Though my approach may have seemed naïve, or maybe unnecessary in my job, I saw it as essential for survival in a bug-hunting role. A step toward mastery and adding more value to the company. What I didn’t know at the time was that we were past the point where one person could keep the entire codebase organized in their head.
What this paper indicates is that my coworker was right to laugh—it’s not useful to hold my own mental model of the entire system. I should however strive to learn from every opportunity to update the working knowledge I do have at any given time.
Note: “Resilient performance” sounds like a fancy word for “uptime.”
Much of my team’s work at Automattic is in the area of software quality: error prevention by blocking deploys when automated tests fail, building developer confidence by creating smarter, faster testing infrastructure. So much more we could do there in the future.
Many big tech companies have a specific role around this called Site Reliability Engineer (SRE). Combined with Release Engineering teams they build safeguards such as deploying to a small percent of production servers for each merge, or starting with a small amount of read-only HTTP requests. When no errors occur, the deploy continues.
At a software quality conference last year I learned how Groupon approaches this via Renato Martins. They use “Canary” tests like those we run on WordPress.com—small, critical tests. Once these pass, they push code into a blue/green deployment system. Which means if any error occurs the deploy system immediately switches all traffic to a previously known safe version (blue) while reverting the broken one (green). A continuous sequence of systems: one known safe version, one new version.
Groupon deploys the blue/green changes to a small subset of the public-facing servers, say 5% of all traffic. On top of that they have a Dark Canary, which is a separate server infrastructure that receives the live production HTTP traffic but doesn’t actually reply to the end user’s requests. They run statistical analysis on the results of this traffic to determine whether the build is reliable or not. For example, looking at HTTP response codes to see how many are non-200. (It’s more sophisticated than that, but basically it’s risk-free testing on a tiny portion of traffic.)
The most interesting piece mentioned is that when Groupon first developed this system, they were failing the build once every two weeks or so. But over time that number dropped to almost zero because the developers became conscious of it, and didn’t want to be the one to induce a failure. So it changed their culture, too.
Back to the STELLA report.
Proactive learning without waiting for failures to occur.
Experts are typically much better at solving problems than at describing accurately how problems are solved.
Eliciting expertise usually depends on tracing how experts solve problems.
The concept of “above-the-line/below-the-line” appeared in Ray Dalio’s Principles book as well. Great leaders are able to navige above and below with ease. In this case it deals with mental models of a system (above) with the actual system (below). Another way of stating it: below the line are details around “why what matters.” Above the line is the deeper understanding around “why what matters matters.”
A somewhat startling consequence of this is that what is below the line is inferred from people’s mental models of The System.

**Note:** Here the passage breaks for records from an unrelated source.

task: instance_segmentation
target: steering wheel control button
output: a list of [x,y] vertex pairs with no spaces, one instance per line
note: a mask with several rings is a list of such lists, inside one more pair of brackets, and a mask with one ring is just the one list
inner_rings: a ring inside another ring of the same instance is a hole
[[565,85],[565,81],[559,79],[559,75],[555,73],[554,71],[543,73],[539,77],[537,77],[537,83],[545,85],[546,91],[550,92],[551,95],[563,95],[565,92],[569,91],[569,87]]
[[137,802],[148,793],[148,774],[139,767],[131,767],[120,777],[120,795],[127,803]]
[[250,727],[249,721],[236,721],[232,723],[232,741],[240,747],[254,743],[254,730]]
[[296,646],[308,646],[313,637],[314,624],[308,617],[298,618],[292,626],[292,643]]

What lies below the line is never directly seen or touched but only accessed via representations.
So true. I remember seeing an internal post mapping to explain how a new product worked with reactions from people saying, “Wow, I had no idea it was this complex.” And, “Thank you, now I see and understand it clearly.” I often think to myself when considering a software system, “This is probably only fully represented in one developer’s mind.”
Two challenges I’ve come across in practice:
To keep an accurate representation yourself in order to get work done.
To hold a good enough understanding of how others’ represent it in order to work in a team.
I love the SNAFU stories in this paper. Feeling the pain reading it—for times I’ve caused an outage on WordPress.com or a committed bad code to a default WordPress theme.
Pattern: a cascading “pile on” effect—I’ve seen this with user sessions on WordPress.com accumulating into the hundreds of thousands, until our UI tests started failing. We finally saw enough slowdowns that a deeper analysis was warranted to uncover the cause.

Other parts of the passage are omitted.